Gargantua and Pantagruel pentalogy classic Renaissance novels
The five books of Gargantua and Pantagruel are renowned in world of literature and especially the first two books, Pantagruel (c. 1532) and Gargantua (1534), have earned status as classics.
The books revolve around the giant Gargantua1 and his son Pantagruel, two illustrious figures created by the French author François Rabelais (1494-1553). Rabelais shocked his contemporary readers with the heretical content. The popularity of these books became immense, and the reason behind it was the outrageous jokes about drinking, sexuality and a large amount of gross humor.
Furthermore, the books contain a freshness and vitality that have conserved them in time and
the pentalogy has remained famous and, as already mentioned, Pantagruel and Gargantua in particular. Contemporary readers are still taking the pleasure of Rabelais’ novels, for the matchlessness Pantagruel and Panurge characters and the supreme use of the parody.

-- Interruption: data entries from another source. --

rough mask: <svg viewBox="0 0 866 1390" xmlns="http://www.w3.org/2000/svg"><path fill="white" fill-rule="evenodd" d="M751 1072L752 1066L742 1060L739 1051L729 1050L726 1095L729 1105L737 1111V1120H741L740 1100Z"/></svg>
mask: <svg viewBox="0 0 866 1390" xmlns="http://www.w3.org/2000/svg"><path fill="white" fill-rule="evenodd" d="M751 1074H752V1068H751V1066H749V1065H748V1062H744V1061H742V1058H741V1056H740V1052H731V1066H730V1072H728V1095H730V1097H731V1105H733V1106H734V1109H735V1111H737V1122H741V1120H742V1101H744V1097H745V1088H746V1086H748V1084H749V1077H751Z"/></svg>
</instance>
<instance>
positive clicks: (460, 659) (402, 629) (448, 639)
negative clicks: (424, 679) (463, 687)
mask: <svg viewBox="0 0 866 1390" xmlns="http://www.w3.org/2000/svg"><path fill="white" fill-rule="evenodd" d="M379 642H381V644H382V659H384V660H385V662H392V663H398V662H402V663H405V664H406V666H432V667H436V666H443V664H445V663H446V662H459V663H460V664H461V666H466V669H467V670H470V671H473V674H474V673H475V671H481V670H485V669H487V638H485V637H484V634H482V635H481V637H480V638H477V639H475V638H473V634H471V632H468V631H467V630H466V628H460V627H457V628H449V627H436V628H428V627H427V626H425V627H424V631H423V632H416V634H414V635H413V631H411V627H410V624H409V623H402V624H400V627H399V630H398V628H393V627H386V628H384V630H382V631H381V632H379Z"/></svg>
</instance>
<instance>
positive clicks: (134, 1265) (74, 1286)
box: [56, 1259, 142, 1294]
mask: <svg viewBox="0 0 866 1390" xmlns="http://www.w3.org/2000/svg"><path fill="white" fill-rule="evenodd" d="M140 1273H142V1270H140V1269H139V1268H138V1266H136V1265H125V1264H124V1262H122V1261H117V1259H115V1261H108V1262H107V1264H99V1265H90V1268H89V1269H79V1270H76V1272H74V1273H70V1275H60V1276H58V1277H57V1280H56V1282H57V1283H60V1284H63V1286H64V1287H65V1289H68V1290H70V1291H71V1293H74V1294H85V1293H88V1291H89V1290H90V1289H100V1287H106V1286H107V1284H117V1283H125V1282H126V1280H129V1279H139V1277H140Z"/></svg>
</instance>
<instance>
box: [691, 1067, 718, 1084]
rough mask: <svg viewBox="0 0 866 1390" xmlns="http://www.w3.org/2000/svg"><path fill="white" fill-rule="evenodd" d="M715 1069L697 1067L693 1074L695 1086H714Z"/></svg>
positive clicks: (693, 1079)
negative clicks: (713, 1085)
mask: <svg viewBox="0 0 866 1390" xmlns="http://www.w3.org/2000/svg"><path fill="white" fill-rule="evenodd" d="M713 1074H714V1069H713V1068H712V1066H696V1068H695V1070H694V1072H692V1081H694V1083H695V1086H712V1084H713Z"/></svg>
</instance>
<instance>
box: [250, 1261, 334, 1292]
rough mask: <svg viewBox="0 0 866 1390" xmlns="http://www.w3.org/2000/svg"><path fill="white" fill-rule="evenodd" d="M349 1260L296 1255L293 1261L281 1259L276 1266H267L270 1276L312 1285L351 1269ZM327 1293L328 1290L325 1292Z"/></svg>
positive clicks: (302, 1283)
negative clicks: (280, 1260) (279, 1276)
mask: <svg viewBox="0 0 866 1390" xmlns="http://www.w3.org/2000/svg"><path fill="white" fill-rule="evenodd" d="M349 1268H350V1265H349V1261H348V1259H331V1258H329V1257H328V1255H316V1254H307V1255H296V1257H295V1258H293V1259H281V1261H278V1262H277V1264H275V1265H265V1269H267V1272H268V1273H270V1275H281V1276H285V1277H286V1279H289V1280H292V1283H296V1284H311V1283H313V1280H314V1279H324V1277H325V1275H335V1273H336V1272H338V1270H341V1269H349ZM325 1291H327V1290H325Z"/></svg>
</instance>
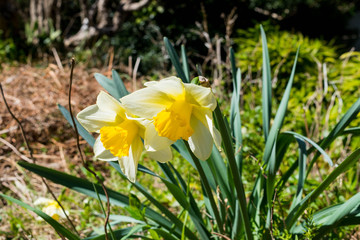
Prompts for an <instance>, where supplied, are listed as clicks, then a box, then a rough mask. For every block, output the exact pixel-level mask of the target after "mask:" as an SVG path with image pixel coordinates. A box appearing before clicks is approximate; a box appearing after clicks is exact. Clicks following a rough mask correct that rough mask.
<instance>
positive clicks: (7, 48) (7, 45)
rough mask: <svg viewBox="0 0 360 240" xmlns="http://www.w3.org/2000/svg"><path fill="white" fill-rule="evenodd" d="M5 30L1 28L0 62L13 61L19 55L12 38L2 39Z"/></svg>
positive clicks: (0, 40) (0, 38) (0, 39)
mask: <svg viewBox="0 0 360 240" xmlns="http://www.w3.org/2000/svg"><path fill="white" fill-rule="evenodd" d="M2 35H3V32H2V31H1V30H0V62H1V63H2V62H6V61H8V60H10V61H13V60H15V59H16V58H17V56H18V54H19V53H18V50H17V49H16V46H15V43H14V41H13V40H12V39H11V38H7V39H2Z"/></svg>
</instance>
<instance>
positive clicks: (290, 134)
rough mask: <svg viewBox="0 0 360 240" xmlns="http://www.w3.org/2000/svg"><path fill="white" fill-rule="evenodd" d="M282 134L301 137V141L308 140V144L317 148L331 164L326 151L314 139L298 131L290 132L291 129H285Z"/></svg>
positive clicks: (297, 138) (299, 138)
mask: <svg viewBox="0 0 360 240" xmlns="http://www.w3.org/2000/svg"><path fill="white" fill-rule="evenodd" d="M282 134H289V135H293V136H294V137H295V139H296V140H297V139H302V140H303V141H306V142H308V143H309V144H311V145H312V146H313V147H314V148H315V149H317V150H318V151H319V152H320V153H321V154H322V155H323V157H324V159H325V161H326V162H327V163H328V164H329V165H330V166H333V162H332V160H331V158H330V157H329V155H327V153H326V152H325V151H324V149H322V148H321V147H320V146H319V145H318V144H317V143H315V142H314V141H312V140H311V139H309V138H307V137H305V136H303V135H301V134H298V133H294V132H291V131H285V132H284V133H282Z"/></svg>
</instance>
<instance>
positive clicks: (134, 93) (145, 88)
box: [120, 87, 173, 119]
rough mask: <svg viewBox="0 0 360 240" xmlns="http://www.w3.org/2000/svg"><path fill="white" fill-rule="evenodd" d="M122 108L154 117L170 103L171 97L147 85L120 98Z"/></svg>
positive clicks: (154, 88) (142, 114) (137, 112)
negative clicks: (155, 115) (121, 97)
mask: <svg viewBox="0 0 360 240" xmlns="http://www.w3.org/2000/svg"><path fill="white" fill-rule="evenodd" d="M120 101H121V103H122V104H123V106H124V108H125V109H126V110H128V111H129V112H131V113H132V114H134V115H137V116H139V117H144V118H149V119H151V118H152V117H154V116H155V115H156V114H157V113H158V112H160V111H162V110H164V109H165V108H166V107H168V106H170V105H171V104H172V101H173V100H172V98H171V97H169V96H168V95H167V94H166V93H163V92H161V91H159V90H158V89H156V88H152V87H147V88H143V89H140V90H138V91H135V92H133V93H131V94H129V95H127V96H125V97H123V98H121V99H120Z"/></svg>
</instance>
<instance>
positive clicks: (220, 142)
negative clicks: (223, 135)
mask: <svg viewBox="0 0 360 240" xmlns="http://www.w3.org/2000/svg"><path fill="white" fill-rule="evenodd" d="M192 114H193V115H194V116H195V117H196V118H197V119H198V120H200V121H201V123H202V124H203V125H204V126H205V127H207V129H208V131H210V133H211V136H212V138H213V139H214V142H215V145H216V147H217V148H218V149H219V150H220V149H221V134H220V132H219V131H218V130H217V129H216V128H215V125H214V121H213V117H212V111H211V110H209V109H208V108H203V107H194V109H193V112H192Z"/></svg>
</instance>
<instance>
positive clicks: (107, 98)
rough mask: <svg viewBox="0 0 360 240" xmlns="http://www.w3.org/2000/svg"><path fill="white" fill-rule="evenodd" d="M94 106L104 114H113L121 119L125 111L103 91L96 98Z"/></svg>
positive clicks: (117, 103) (119, 104)
mask: <svg viewBox="0 0 360 240" xmlns="http://www.w3.org/2000/svg"><path fill="white" fill-rule="evenodd" d="M96 105H98V107H99V109H101V110H102V111H104V112H114V113H117V114H118V115H120V116H121V117H123V115H124V113H125V110H124V108H123V107H122V106H121V104H120V102H119V101H118V100H116V99H115V98H113V97H112V96H110V95H109V94H107V93H106V92H104V91H101V92H100V93H99V95H98V97H97V100H96Z"/></svg>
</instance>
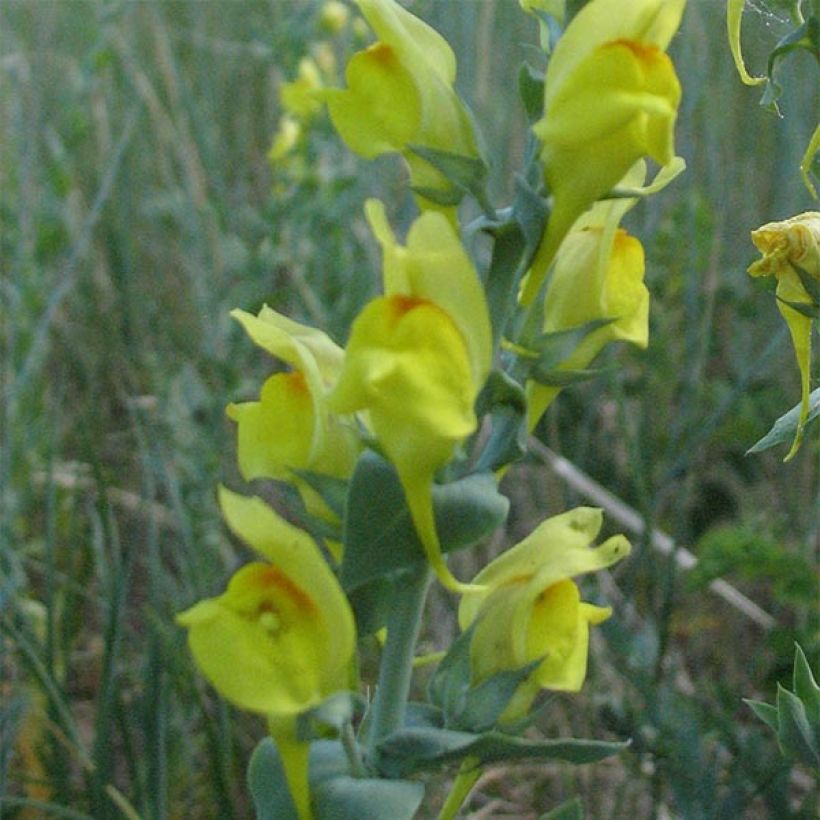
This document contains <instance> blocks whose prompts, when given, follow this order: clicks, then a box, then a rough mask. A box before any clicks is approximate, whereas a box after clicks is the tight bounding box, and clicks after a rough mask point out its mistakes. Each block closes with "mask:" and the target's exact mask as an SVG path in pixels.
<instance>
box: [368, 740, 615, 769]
mask: <svg viewBox="0 0 820 820" xmlns="http://www.w3.org/2000/svg"><path fill="white" fill-rule="evenodd" d="M628 746H629V743H613V742H608V741H600V740H581V739H577V738H569V739H562V740H529V739H525V738H520V737H514V736H513V735H507V734H504V733H502V732H484V733H482V734H474V733H472V732H457V731H452V730H448V729H404V730H402V731H399V732H395V733H394V734H392V735H389V736H388V737H387V738H385V740H384V741H383V742H382V743H380V744H379V747H378V748H379V766H380V768H381V770H382V772H383V773H384V774H385V775H386V776H388V777H406V776H408V775H411V774H414V773H416V772H421V771H429V770H431V769H438V768H440V767H441V766H443V765H445V764H449V763H456V762H458V761H461V760H464V759H465V758H470V759H471V760H475V762H476V765H479V766H480V765H484V764H487V763H500V762H509V761H515V760H562V761H565V762H567V763H573V764H575V765H580V764H584V763H596V762H598V761H599V760H604V759H605V758H607V757H610V756H612V755H614V754H618V753H619V752H622V751H623V750H624V749H625V748H627V747H628Z"/></svg>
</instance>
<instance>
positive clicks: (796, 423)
mask: <svg viewBox="0 0 820 820" xmlns="http://www.w3.org/2000/svg"><path fill="white" fill-rule="evenodd" d="M800 413H801V405H800V404H797V405H795V406H794V407H792V409H791V410H789V412H788V413H784V414H783V415H782V416H781V417H780V418H779V419H778V420H777V421H776V422H775V423H774V424H773V425H772V429H771V430H769V432H768V433H766V435H765V436H763V438H762V439H760V441H758V442H756V443H755V444H753V445H752V446H751V447H750V448H749V449H748V450H747V451H746V454H747V455H748V454H749V453H761V452H763V450H768V449H769V448H770V447H776V446H777V445H779V444H789V443H790V442H793V441H794V439H795V436H796V435H797V428H798V426H799V425H800ZM817 418H820V387H818V388H817V390H815V391H813V392H812V393H811V394H810V395H809V412H808V415H807V416H806V420H805V422H804V423H803V430H804V431H805V430H807V429H808V428H809V425H811V423H812V422H813V421H815V420H816V419H817Z"/></svg>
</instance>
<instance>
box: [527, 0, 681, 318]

The heritage of Rabelais is enormous in literature and has also been subject to the word Rabelaisian, which are referring to someone or something that is “marked by gross, robust humor, extravagance of caricature, or bold naturalism“.
1. Gargantua was based upon a Celtic God with the same name, although it could originally had been named Gurgiunt or Gargam according to
The Encyclopedia of Celtic Mythology and Folklore.